Hana Sriwahyuni

92 24 4
                                    

Hai, aku Hana. Ya, itu nama panggilanku. Aku bukan orang yang serba ada. Maksudku orang kaya raya. Aku hidup hanya dengan Ibu. Ayah? entahlah. Kalau memikirkanya malam jadi malas bernafas.

Umurku 17 tahun. Kemarin aku baru merayakan ulang tahunku. Tidak ada yang aku undang sih. Hanya ada Mama dan Mia---sahabat paling berpengaruh dalam hidupku.

Hujan turun sangat deras. Sampai-sampai pohon di samping rumahku pengin tumbang. Buah mangga-nya berserakan di rumput liar.

Aku menegakan tubuhku sedari tadi tidur-tiduran di kasur. Membuka jendela kamarku. Tanpa sinar mentari yang berusaha masuk ke dalam kamar.
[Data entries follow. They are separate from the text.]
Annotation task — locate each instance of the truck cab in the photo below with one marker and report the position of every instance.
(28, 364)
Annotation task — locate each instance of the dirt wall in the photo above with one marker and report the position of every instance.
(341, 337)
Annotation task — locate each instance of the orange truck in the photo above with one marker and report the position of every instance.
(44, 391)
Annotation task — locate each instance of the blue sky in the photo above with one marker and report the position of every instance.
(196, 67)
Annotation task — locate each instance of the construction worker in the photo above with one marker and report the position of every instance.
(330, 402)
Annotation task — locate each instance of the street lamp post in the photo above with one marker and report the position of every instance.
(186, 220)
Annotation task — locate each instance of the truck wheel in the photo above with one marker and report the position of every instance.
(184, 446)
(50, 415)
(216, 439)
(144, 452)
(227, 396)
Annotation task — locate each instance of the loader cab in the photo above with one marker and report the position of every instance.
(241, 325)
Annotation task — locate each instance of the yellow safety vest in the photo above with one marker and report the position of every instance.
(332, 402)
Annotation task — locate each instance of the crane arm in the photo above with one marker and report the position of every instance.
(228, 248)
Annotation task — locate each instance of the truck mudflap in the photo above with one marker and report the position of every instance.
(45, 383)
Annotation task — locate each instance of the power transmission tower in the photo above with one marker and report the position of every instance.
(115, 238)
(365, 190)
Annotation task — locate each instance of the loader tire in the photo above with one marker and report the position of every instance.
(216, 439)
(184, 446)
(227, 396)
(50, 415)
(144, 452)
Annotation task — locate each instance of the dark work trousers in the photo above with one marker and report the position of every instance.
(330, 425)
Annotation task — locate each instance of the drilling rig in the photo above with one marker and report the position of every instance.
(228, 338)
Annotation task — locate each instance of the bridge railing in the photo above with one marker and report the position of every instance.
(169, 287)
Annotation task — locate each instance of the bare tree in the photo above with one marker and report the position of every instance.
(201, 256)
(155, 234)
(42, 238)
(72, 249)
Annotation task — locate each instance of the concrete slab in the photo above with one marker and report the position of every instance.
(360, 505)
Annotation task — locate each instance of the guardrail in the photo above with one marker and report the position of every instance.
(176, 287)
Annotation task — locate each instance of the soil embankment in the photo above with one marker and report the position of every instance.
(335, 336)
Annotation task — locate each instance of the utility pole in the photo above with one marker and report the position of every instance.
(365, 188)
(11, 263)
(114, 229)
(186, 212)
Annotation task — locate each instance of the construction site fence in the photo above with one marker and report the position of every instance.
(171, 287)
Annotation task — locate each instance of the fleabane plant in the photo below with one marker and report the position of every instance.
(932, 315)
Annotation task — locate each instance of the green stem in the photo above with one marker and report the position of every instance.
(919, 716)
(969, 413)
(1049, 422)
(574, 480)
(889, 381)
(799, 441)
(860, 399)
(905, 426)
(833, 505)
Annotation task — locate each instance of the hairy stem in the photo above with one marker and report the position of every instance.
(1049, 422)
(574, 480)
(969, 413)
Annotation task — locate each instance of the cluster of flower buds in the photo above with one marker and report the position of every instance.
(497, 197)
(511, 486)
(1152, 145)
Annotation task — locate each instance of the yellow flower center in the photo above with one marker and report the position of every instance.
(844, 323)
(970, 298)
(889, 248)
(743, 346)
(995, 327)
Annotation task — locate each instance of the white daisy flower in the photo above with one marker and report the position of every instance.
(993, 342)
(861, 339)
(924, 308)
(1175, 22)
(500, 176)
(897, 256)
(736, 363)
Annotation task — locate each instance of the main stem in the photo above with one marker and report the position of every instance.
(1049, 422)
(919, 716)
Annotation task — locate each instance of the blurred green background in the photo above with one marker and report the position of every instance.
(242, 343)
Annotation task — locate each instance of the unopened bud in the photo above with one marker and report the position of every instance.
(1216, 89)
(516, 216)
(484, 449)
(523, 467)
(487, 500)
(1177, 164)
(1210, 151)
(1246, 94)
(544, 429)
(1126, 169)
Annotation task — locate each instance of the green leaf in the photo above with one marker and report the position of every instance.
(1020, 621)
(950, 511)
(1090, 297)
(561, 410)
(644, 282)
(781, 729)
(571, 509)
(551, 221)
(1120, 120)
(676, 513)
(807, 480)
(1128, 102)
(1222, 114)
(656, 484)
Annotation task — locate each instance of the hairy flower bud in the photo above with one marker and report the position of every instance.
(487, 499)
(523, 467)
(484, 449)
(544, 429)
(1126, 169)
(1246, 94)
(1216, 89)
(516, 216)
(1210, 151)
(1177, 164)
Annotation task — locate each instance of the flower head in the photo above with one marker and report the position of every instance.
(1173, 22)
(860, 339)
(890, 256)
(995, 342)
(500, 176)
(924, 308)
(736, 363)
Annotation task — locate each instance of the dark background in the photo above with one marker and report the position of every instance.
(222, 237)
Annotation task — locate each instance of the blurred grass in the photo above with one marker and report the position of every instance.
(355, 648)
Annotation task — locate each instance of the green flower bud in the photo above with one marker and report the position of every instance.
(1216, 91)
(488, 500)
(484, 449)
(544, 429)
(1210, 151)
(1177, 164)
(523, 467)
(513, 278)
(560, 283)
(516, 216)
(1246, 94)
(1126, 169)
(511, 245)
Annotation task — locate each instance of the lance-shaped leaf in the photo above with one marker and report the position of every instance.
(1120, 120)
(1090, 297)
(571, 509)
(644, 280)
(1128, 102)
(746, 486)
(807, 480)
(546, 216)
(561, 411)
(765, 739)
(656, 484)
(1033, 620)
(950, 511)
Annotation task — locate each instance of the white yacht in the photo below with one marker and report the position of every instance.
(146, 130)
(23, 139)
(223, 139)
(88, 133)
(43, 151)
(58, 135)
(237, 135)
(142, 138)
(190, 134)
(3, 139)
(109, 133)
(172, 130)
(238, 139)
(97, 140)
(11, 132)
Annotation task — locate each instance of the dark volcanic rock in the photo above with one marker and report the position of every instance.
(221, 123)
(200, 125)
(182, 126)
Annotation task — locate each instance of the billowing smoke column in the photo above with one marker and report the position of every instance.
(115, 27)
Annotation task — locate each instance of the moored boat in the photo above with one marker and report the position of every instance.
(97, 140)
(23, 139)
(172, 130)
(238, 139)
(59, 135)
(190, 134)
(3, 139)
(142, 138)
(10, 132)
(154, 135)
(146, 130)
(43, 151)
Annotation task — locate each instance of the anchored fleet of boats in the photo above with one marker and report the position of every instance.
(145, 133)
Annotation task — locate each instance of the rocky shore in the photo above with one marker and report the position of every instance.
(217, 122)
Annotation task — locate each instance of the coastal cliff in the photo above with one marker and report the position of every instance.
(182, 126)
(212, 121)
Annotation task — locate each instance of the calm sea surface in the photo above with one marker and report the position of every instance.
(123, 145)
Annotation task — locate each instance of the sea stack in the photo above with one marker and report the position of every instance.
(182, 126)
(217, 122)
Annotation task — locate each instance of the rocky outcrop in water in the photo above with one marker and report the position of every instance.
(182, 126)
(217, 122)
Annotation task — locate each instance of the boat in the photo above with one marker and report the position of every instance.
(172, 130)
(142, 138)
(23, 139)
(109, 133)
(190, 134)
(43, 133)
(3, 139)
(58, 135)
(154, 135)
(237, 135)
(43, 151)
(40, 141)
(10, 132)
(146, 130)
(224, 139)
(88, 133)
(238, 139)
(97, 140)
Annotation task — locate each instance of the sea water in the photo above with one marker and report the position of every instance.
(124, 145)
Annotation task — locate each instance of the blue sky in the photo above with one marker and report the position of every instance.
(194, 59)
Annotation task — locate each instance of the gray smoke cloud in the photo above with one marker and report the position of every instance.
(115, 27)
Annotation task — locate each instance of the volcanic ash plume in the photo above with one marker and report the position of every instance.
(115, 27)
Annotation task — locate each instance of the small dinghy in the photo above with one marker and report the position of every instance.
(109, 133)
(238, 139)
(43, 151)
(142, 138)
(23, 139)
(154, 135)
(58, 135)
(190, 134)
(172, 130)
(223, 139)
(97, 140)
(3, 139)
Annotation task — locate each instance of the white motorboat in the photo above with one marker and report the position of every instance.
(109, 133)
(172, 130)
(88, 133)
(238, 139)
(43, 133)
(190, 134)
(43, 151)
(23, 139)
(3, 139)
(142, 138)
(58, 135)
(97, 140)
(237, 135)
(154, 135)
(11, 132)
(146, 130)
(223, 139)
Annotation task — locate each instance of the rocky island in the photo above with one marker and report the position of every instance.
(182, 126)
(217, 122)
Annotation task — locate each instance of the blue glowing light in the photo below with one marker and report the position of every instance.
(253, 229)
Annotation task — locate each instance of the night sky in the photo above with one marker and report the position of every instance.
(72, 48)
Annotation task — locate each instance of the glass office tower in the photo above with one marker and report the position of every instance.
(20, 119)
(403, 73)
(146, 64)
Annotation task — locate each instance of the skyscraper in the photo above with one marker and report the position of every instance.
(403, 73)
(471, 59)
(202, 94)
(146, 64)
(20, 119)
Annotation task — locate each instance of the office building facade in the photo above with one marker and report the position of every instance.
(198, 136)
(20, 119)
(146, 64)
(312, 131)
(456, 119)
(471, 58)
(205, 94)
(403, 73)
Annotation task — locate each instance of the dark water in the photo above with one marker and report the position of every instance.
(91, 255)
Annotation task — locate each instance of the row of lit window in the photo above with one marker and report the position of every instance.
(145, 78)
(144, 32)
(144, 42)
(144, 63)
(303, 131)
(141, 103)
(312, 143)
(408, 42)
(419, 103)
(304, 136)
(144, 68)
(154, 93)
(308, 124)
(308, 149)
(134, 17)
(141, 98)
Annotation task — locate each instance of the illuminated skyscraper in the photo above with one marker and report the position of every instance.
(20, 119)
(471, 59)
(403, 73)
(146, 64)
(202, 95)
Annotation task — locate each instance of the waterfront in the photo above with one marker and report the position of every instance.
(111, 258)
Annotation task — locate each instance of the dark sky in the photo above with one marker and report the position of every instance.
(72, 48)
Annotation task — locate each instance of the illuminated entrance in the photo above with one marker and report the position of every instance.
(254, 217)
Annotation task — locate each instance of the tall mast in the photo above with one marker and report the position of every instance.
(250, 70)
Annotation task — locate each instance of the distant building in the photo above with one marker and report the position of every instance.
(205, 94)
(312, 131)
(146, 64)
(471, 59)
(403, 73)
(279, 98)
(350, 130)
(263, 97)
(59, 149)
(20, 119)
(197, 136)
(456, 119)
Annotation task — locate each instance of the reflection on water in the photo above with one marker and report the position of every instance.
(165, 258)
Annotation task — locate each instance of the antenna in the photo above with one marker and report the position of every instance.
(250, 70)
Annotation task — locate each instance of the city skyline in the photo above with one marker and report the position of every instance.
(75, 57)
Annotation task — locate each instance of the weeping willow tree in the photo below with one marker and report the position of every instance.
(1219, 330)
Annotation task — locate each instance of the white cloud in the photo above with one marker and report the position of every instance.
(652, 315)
Sekarang masih jam delapan pagi. Tapi langit hampir serupa jam delapan malam.

Aku menaikan kakiku di atas frame jendela kamar. Duduk meringkuk menikmati derasnya hujan.

Pasti kalau kebanyakan melamun malah jadi ingat masa lalu. Dulu aku punya teman. Teman tiada batas sampai rintik hujan berakhir. Aku selalu memikirkannya. Bocah berambut mangkuk itu. Bocah yang berteman dengan anak perempuan---aku. Bermain hujan bersama dihalaman depan rumahnya, itu sangat mengasyikan. Sampai saat ini, aku masih bisa melihatnya berlari bersamaku kesana kemari dalam belenggu kenangan masa lalu.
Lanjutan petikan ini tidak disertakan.